Title: Departing Boats (Nidden)
Date: 1920
Medium: Oil on canvas
Signed: on verso, lower right: HMP 20
Credit Line: Purchased, 2006
Object Number: NGI.2006.11
DescriptionPechstein painted this work during his final stay at Nidden, a remote fishing village on the Baltic Sea, which he had visited regularly since 1909. According to the artist's son, Max K. Pechstein, the picture is the twelfth in a series of Nidden paintings titled 'Fischerleben' ('The Lives of Fishermen').
In 1906 Pechstein joined the Dresden-based artists' group Die Brücke (The Bridge). The Brücke artists were influenced by the expressive, highly coloured paintings of the Fauves in Paris. They were also interested in African and Oceanic tribal art and introduced so-called 'primitive' motifs to their paintings and woodcut prints. In 1914 Pechstein emulated the visits that Paul Gauguin made to Tahiti in the 1890s by travelling to the Palau Islands in the Pacific. There he studied native carvings and paintings and further developed his characteristic flat angular style of painting.
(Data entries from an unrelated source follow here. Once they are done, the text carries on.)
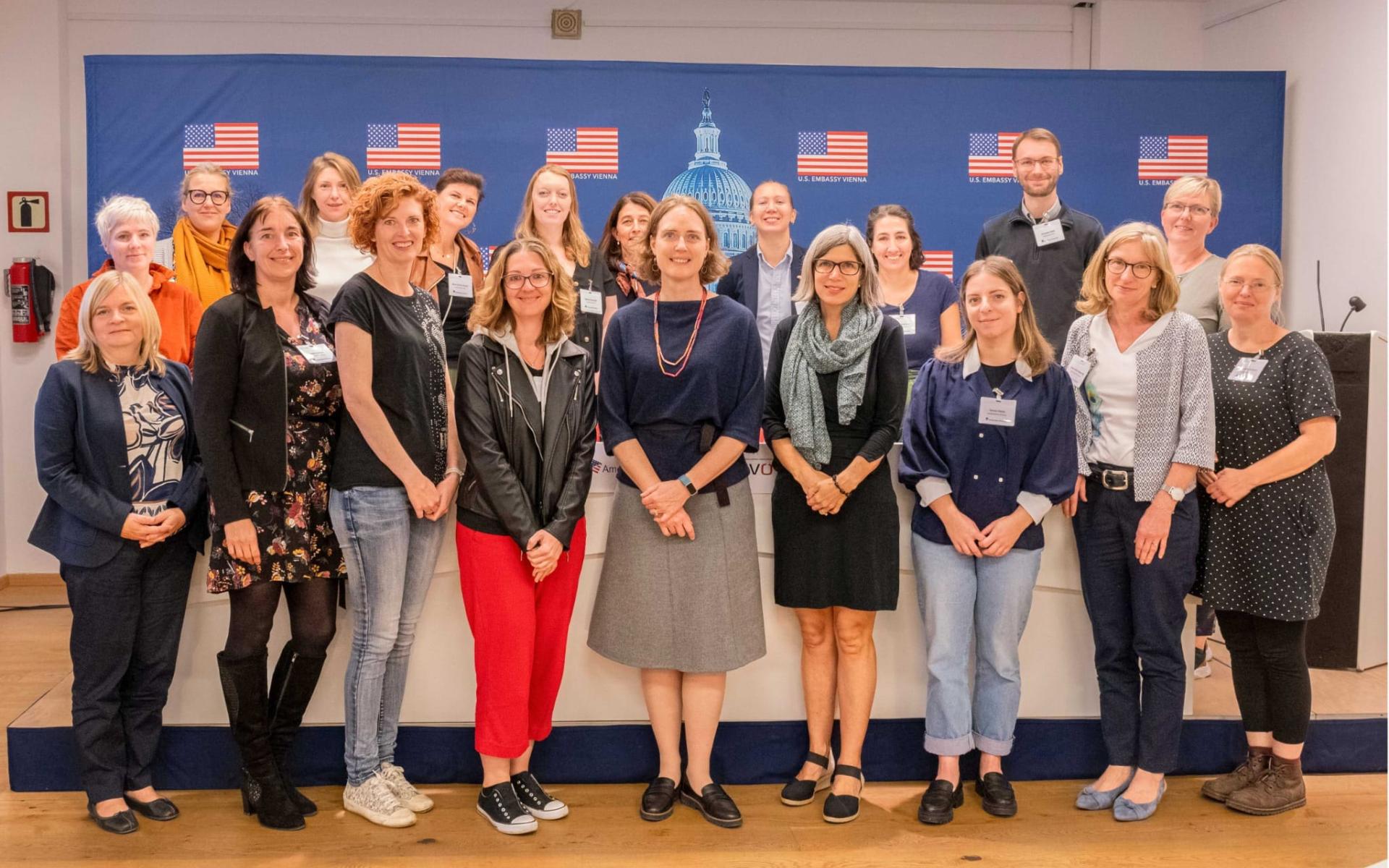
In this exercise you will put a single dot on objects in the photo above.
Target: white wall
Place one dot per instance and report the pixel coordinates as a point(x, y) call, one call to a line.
point(1334, 143)
point(1335, 57)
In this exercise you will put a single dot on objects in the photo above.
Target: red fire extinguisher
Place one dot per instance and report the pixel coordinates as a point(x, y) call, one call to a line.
point(30, 288)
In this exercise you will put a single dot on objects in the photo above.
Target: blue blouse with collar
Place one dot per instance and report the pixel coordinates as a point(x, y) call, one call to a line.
point(988, 469)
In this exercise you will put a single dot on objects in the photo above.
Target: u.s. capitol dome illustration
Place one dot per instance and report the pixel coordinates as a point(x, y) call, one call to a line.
point(717, 188)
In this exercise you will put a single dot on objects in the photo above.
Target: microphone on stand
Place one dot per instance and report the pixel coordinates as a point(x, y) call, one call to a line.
point(1356, 306)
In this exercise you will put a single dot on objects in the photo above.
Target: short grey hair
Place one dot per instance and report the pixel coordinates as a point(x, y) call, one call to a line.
point(124, 208)
point(1195, 185)
point(870, 292)
point(203, 169)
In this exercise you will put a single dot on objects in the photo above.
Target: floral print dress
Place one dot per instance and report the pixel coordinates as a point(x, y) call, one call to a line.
point(292, 528)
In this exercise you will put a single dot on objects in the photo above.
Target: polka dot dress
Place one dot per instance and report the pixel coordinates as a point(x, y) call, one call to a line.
point(1267, 555)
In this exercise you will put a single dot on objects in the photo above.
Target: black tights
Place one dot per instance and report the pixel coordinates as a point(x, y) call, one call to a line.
point(1268, 663)
point(313, 617)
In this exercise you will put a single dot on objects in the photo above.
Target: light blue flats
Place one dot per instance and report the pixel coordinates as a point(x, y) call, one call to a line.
point(1129, 812)
point(1092, 799)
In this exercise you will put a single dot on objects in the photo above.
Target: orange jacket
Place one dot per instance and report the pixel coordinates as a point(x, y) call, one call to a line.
point(177, 306)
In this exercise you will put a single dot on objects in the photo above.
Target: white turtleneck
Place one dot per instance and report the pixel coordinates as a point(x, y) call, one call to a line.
point(335, 259)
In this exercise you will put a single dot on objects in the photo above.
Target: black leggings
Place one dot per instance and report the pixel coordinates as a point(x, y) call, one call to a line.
point(1268, 663)
point(312, 617)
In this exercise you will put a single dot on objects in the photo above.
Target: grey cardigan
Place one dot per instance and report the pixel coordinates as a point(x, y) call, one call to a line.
point(1176, 403)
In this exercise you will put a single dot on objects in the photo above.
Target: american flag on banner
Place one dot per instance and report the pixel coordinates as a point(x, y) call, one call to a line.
point(833, 153)
point(940, 261)
point(582, 149)
point(231, 146)
point(990, 155)
point(1170, 157)
point(403, 146)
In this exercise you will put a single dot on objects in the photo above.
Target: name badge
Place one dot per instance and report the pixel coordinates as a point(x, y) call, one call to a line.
point(460, 285)
point(1248, 370)
point(1049, 232)
point(998, 412)
point(315, 353)
point(1078, 368)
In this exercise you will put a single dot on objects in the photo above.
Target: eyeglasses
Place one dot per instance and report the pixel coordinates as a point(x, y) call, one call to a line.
point(516, 281)
point(200, 196)
point(1116, 267)
point(1254, 286)
point(849, 268)
point(1177, 208)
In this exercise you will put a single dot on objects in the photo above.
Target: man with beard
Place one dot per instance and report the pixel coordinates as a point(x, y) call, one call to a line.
point(764, 277)
point(1049, 242)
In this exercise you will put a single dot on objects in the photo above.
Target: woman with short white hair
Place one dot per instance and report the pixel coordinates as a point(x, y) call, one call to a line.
point(127, 226)
point(836, 382)
point(202, 237)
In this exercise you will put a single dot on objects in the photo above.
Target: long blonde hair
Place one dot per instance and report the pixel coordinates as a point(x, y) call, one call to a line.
point(87, 353)
point(490, 310)
point(1095, 299)
point(575, 242)
point(1032, 346)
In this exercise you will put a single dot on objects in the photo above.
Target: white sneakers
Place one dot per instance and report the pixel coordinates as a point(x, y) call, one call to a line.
point(374, 800)
point(409, 796)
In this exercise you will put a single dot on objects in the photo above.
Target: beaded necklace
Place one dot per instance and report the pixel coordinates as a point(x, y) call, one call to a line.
point(656, 327)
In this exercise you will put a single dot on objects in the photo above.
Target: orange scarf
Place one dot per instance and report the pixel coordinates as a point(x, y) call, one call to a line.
point(200, 263)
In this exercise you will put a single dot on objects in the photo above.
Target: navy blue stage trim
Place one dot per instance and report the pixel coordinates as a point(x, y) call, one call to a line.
point(205, 757)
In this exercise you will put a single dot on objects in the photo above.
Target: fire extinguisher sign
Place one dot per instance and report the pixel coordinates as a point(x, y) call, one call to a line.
point(28, 210)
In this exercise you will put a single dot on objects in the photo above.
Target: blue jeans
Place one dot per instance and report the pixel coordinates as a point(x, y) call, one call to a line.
point(984, 600)
point(391, 561)
point(1137, 614)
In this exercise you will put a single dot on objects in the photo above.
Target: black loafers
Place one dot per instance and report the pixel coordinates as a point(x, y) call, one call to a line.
point(713, 803)
point(117, 824)
point(998, 795)
point(939, 801)
point(156, 809)
point(803, 792)
point(659, 800)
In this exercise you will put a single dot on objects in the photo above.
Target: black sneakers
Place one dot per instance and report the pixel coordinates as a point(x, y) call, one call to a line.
point(535, 800)
point(501, 807)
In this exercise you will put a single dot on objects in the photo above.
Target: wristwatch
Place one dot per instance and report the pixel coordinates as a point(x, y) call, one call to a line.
point(1176, 492)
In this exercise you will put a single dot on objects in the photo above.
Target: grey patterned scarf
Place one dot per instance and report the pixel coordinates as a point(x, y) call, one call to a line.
point(812, 352)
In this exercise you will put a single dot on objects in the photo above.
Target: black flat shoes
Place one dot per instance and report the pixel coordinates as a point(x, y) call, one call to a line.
point(117, 824)
point(713, 803)
point(659, 800)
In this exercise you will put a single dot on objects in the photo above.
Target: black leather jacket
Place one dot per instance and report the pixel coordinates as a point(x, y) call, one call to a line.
point(521, 475)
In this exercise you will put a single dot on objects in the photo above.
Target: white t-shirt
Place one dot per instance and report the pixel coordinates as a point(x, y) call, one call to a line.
point(1111, 392)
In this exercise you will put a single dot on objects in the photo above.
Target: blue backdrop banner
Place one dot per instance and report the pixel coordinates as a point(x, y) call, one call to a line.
point(842, 138)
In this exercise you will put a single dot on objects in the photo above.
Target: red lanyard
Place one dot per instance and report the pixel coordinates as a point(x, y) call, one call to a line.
point(656, 327)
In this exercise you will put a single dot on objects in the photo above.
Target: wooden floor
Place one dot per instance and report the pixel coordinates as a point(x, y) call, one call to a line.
point(1342, 825)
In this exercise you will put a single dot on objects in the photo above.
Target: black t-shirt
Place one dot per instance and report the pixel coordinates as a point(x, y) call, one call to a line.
point(407, 380)
point(996, 374)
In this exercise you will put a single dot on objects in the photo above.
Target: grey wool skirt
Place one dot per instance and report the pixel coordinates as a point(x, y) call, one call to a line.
point(673, 603)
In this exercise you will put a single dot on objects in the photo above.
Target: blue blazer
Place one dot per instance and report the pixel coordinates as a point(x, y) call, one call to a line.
point(741, 281)
point(80, 451)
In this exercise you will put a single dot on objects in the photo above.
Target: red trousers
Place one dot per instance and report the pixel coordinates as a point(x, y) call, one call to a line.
point(520, 629)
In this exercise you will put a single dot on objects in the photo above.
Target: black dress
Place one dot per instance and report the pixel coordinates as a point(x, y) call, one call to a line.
point(849, 558)
point(1267, 556)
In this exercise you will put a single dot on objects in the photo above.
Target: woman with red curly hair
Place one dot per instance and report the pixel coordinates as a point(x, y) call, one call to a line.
point(394, 478)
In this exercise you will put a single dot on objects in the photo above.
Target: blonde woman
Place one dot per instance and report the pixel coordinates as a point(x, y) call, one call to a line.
point(521, 531)
point(990, 448)
point(197, 249)
point(125, 517)
point(1145, 424)
point(551, 213)
point(326, 202)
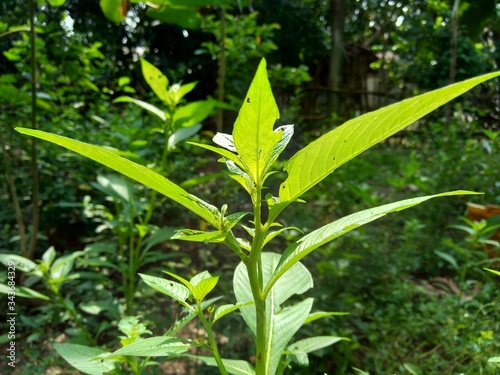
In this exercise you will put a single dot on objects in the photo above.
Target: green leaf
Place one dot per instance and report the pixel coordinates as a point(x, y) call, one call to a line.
point(84, 358)
point(159, 236)
point(196, 279)
point(62, 266)
point(134, 171)
point(156, 80)
point(172, 289)
point(182, 280)
point(447, 257)
point(233, 366)
point(49, 255)
point(201, 290)
point(253, 133)
point(148, 107)
point(192, 113)
point(322, 314)
point(224, 153)
point(22, 291)
point(199, 236)
point(114, 10)
point(494, 271)
point(314, 343)
point(412, 369)
point(184, 17)
point(329, 232)
point(56, 3)
point(282, 323)
point(179, 91)
point(321, 157)
point(161, 346)
point(223, 310)
point(21, 263)
point(182, 134)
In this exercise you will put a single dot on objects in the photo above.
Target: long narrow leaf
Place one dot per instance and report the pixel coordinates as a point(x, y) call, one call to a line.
point(321, 157)
point(253, 134)
point(329, 232)
point(148, 107)
point(133, 170)
point(233, 366)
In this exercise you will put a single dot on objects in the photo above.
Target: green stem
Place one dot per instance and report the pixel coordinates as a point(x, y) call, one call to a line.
point(211, 339)
point(34, 125)
point(254, 267)
point(73, 314)
point(9, 176)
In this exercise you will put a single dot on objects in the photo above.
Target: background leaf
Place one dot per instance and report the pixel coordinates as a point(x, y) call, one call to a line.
point(84, 358)
point(329, 232)
point(321, 157)
point(154, 346)
point(253, 133)
point(134, 171)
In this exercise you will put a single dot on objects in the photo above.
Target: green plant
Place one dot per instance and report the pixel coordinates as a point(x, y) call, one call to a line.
point(130, 219)
point(54, 273)
point(264, 282)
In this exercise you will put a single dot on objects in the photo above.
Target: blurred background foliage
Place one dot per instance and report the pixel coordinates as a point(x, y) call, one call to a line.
point(418, 299)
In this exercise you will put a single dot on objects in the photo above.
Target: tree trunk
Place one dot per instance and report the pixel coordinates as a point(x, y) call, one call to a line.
point(336, 55)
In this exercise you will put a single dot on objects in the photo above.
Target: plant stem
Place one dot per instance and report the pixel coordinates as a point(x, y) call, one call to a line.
point(34, 125)
point(74, 315)
point(13, 194)
point(254, 268)
point(211, 339)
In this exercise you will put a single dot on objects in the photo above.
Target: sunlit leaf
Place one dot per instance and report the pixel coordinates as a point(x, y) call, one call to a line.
point(233, 366)
point(148, 107)
point(253, 134)
point(321, 157)
point(134, 171)
point(84, 358)
point(156, 80)
point(172, 289)
point(329, 232)
point(161, 346)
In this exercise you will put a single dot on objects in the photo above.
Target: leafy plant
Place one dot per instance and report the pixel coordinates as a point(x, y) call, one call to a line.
point(54, 273)
point(130, 219)
point(264, 282)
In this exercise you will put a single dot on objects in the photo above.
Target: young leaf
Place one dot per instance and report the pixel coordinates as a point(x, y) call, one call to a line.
point(156, 80)
point(83, 358)
point(222, 152)
point(322, 314)
point(201, 290)
point(192, 113)
point(134, 171)
point(233, 366)
point(181, 279)
point(282, 323)
point(181, 90)
point(49, 255)
point(253, 133)
point(223, 310)
point(199, 236)
point(314, 343)
point(22, 291)
point(22, 263)
point(148, 107)
point(172, 289)
point(329, 232)
point(321, 157)
point(182, 134)
point(493, 271)
point(160, 346)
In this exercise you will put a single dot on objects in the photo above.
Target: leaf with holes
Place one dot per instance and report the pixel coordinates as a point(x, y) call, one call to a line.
point(321, 157)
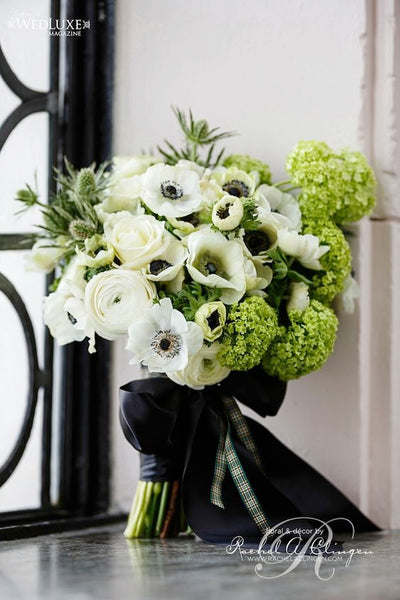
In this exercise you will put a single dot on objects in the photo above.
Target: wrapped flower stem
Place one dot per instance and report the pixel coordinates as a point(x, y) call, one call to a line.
point(156, 511)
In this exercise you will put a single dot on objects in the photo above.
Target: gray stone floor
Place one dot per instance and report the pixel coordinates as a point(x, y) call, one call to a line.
point(100, 564)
Pechstein came to regard the remote village of Nidden as an idyllic retreat from modern industrialised society. In this painting the fishermen are not depicted as individuals but are stylised in a neo-romantic manner to form a community united through work and nature. Pechstein effectively draws upon his long-standing interests in native folk life, tribal art and Fauve colour to create an Expressionist vision of rural harmony.
ProvenanceMax Osborn, Berlin; Private Collection acquired in 1950s; by descent; on loan to Schloss Gottorf, Schleswig-Holsteinisches Landesmuseum, from 1989-2006; Sotheby's, London, 20 June 2006, Impressionism and Modern Art, Day Sale, lot 430
Label TextPechstein painted this scene at Nidden, a remote fishing village by the Baltic Sea. It belongs to a group of works titled Fischerleben (The Lives of Fishermen). Pechstein presents the fishermen in a stylised manner. The jagged angular lines and areas of flat bold colouring are characteristic of the Brücke group, to which the artist belonged from 1906-12. In composing this scene, Pechstein has drawn upon his long-standing interests in folk life, tribal art, and unmodulated colour to convey an Expressionist vision of rural harmony.